A novel orally active small molecule potently induces G(1) arrest in primary myeloma cells and prevents tumor growth by specific inhibition of cyclin-dependent kinase 4/6

Cornell University, Итак, New York, United States
Cancer Research (Impact Factor: 9.28). 09/2006; 66(15):7661-7. DOI: 10.1158/0008-5472.CAN-06-1098
Source: PubMed

ABSTRACT Cell cycle deregulation is central to the initiation and fatality of multiple myeloma, the second most common hematopoietic cancer, although impaired apoptosis plays a critical role in the accumulation of myeloma cells in the bone marrow.

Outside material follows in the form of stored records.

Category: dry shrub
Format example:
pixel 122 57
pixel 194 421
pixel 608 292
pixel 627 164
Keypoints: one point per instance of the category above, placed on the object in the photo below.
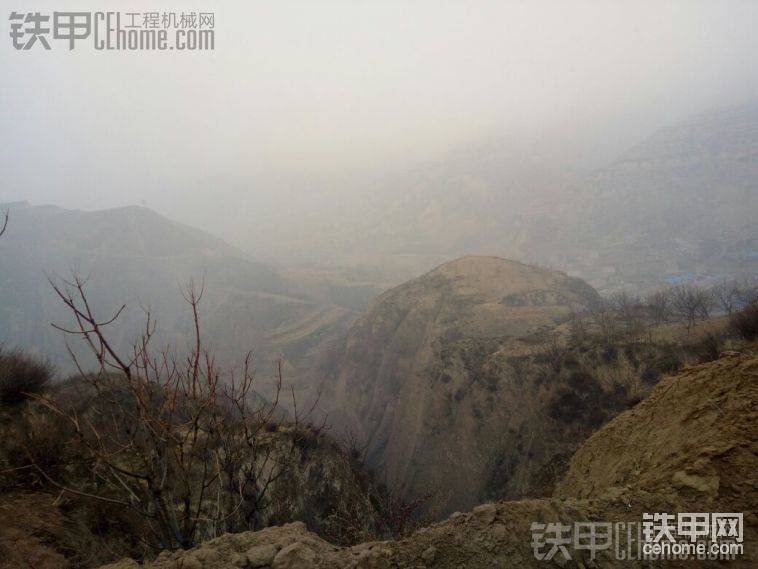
pixel 21 376
pixel 745 322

The mechanism for intermittent, unrestrained proliferation of myeloma cells is unknown, but mutually exclusive activation of cyclin-dependent kinase 4 (Cdk4)-cyclin D1 or Cdk6-cyclin D2 precedes proliferation of bone marrow myeloma cells in vivo. Here, we show that by specific inhibition of Cdk4/6, the orally active small-molecule PD 0332991 potently induces G(1) arrest in primary bone marrow myeloma cells ex vivo and prevents tumor growth in disseminated human myeloma xenografts. PD 0332991 inhibits Cdk4/6 proportional to the cycling status of the cells independent of cellular transformation and acts in concert with the physiologic Cdk4/6 inhibitor p18(INK4c). Inhibition of Cdk4/6 by PD 0332991 is not accompanied by induction of apoptosis. However, when used in combination with a second agent, such as dexamethasone, PD 0332991 markedly enhances the killing of myeloma cells by dexamethasone. PD 0332991, therefore, represents the first promising and specific inhibitor for therapeutic targeting of Cdk4/6 in multiple myeloma and possibly other B-cell cancers.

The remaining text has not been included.